Requiem for the Songbird: Perilous Decline Puzzles Scientists
| POINT REYES, CALIF.
High in a California live oak, a Wilson's warbler - a small, yellow-green songbird with a glistening black cap - engages in a ritual of spring. The warbler belts out his sharp, staccato song. "This is my territory," he is saying, beckoning a female to join his leafy kingdom.
With equal ritual, Julian Wood, a young biologist, carefully notes the call and its location. Around him, among the scrub brushes and stands of oak and pine on this bluff above the Pacific Ocean, stakes carefully demarcate sections in which scientists keep count of every breeding pair of birds.
For 30 years, scientists here at the Palomarin field station of the Point Reyes Bird Observatory have been counting and studying the breeding birds.
But since the 1980s, scientists here, as elsewhere, have grown alarmed at what their studies are showing - widespread and significant declines in the numbers of neotropical migratory birds. These birds winter in the tropics of Central and South America and breed in the northern part of the hemisphere.
Hardest hit are songbirds - sparrows, warblers, orioles, and other denizens of river basins, grasslands, and forests. Often invisible to the eye, their lilting burbles fill the early morning air.
"A half a dozen years ago, when news of the declines hit the scientific world and the public, people were aghast," says Peter Stangel of the National Fish and Wildlife Foundation. "A lot of birdwatchers knew something was wrong, but they did not know the scale of the problem."
The numbers can be dramatic. Of 30 songbirds that breed at the Palomarin field station, 17 species are in significant decline. The Wilson's warbler population has dropped by almost 10 percent each year over the past 15 years, while farther inland, in California's Central Valley, the species has virtually stopped nesting.
"These birds are getting hammered," says Daniel Evans, executive director of the Point Reyes Bird Observatory. "Migration as we know it is going to disappear in our lifetime."

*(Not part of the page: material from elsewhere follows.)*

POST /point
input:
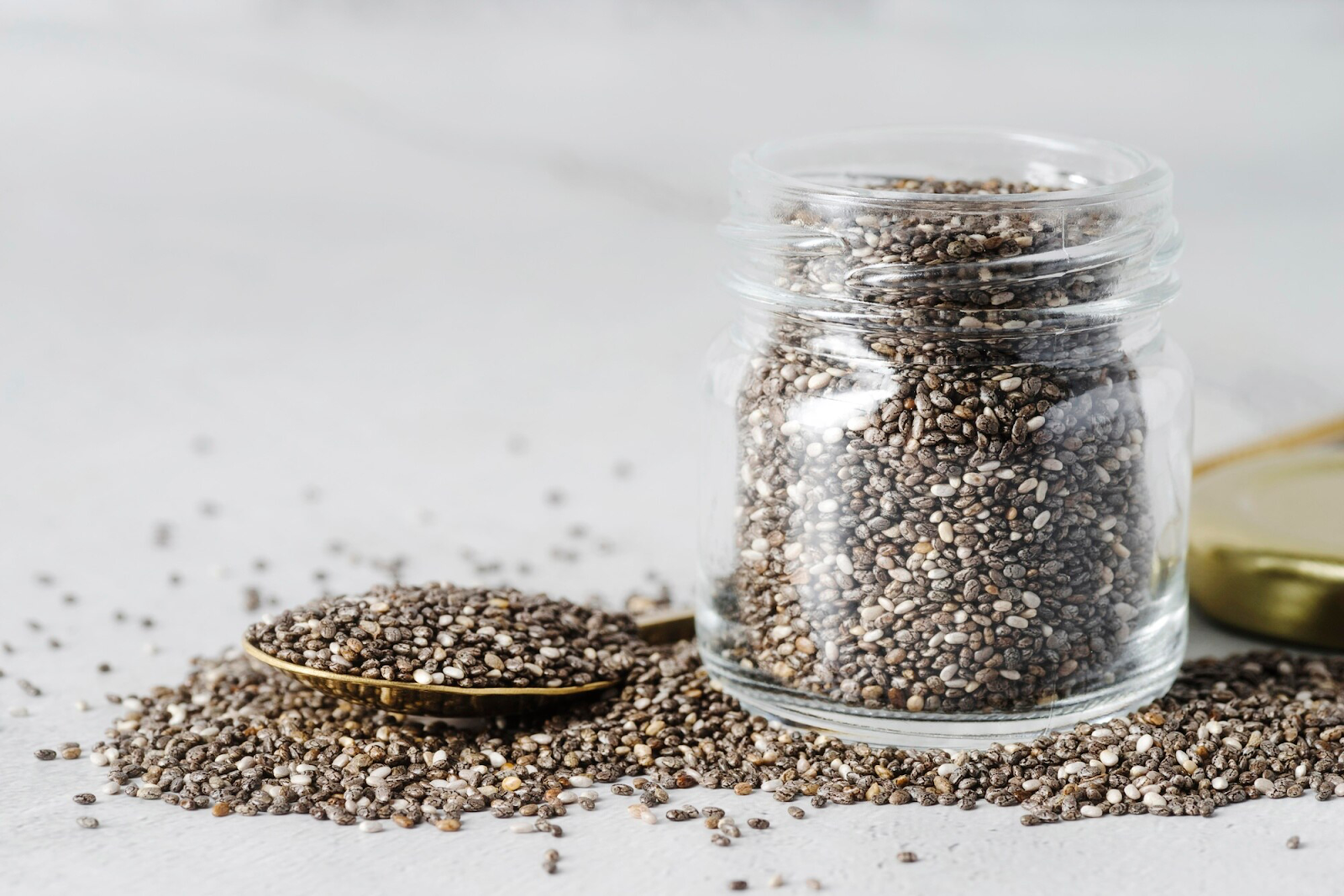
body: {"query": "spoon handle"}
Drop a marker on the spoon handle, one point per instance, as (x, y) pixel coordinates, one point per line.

But scientists debate both the scope and the causes of the problem. While the specifics may vary depending on the species, most point to habitat loss at both ends of the migratory path due to development as a major reason for the declines. Northern forests have been fragmented by the sprawl of suburban development, while tropical rain forests have been wiped away to make room for cattle ranches in Mexico and Central America.

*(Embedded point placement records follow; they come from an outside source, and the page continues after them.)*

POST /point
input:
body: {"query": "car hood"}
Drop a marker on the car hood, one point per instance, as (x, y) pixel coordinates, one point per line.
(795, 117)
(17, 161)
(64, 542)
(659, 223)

In the breeding grounds, changes in habitat have most severely affected birds that nest in grasslands and scrub, says biologist Sam Droege. In the West and Midwest, grassland species such as sparrows, meadowlarks, and bobolinks have been severely affected by farming techniques including the use of herbicides and pesticides.
In the East, birds that nest low to the ground in young trees and scattered bushes, such as yellow-breasted chats and white-eyed vireos, are vulnerable to a proliferation of predators, including house cats, raccoons, and possums.
Forest fragmentation, particularly in the Eastern United States, has contributed to the growth of another threat - the brown-headed cowbird. The cowbird acts as a parasite, laying its own eggs in the nests of other birds, and because most birds nest near the forest edge, forest fragmentation has made their nests more accessible. The result: The cowbird now affects more than 200 species and is considered responsible for the near extinction of the Kirtland's warbler.
Even when habitat is preserved in the US, the birds can face equally severe threats in their wintering grounds from habitat loss, mainly in tropical forests. In the mountains of the northern Andes, the wintering grounds of the the blue and white cerulean warbler have been largely deforested, contributing to the rapid decline of that bird, biologists report.
"Very few bird species can tolerate this gantlet of problems," says Mr. Droege, the biologist. "When people move in, birds, with few exceptions, have to move out."
And so they have.
Plenty of scientific evidence exists to support the gravity of the situation. Much of it comes from records and information gathered nationwide each spring in a massive, volunteer-staffed effort first organized by the US Fish and Wildlife Service in 1965, called the Breeding Bird Survey (BBS).
Using the BBS and other monitoring data, conservationists have placed 35 of 157 North American neotropical migrants on a "watch list" of birds at risk. Another revealing study, looking at high-resolution radar images of the nocturnal clouds of migratory songbirds along the Gulf Coast, showed a 50 percent decline in the size of the flocks during the past two decades.
Some scientists have written of a new "silent spring," a reference to Rachel Carson's famous clarion call for action in the early 1960s against the deadly effect of pesticides. But for the most part, these birds are still present in large numbers, well beyond the levels that would put them on federal lists of threatened or endangered species.
"I have a hard time using the word crisis," says Russell Greenberg, director of the Smithsonian Migratory Bird Center. Instead there is a "persistent, gradual erosion," he explains.
Scientists don't agree on the scale of the problem, partly because data collection has been sketchy. For example, scientists do not know where many of the North American birds go in the winter.
But almost all scientists concur that migratory bird populations are in substantial, and in some cases, drastic decline.
Mr. Evans compares the problem to that of global warming. "We don't have the definitive answer, but we know we have a problem."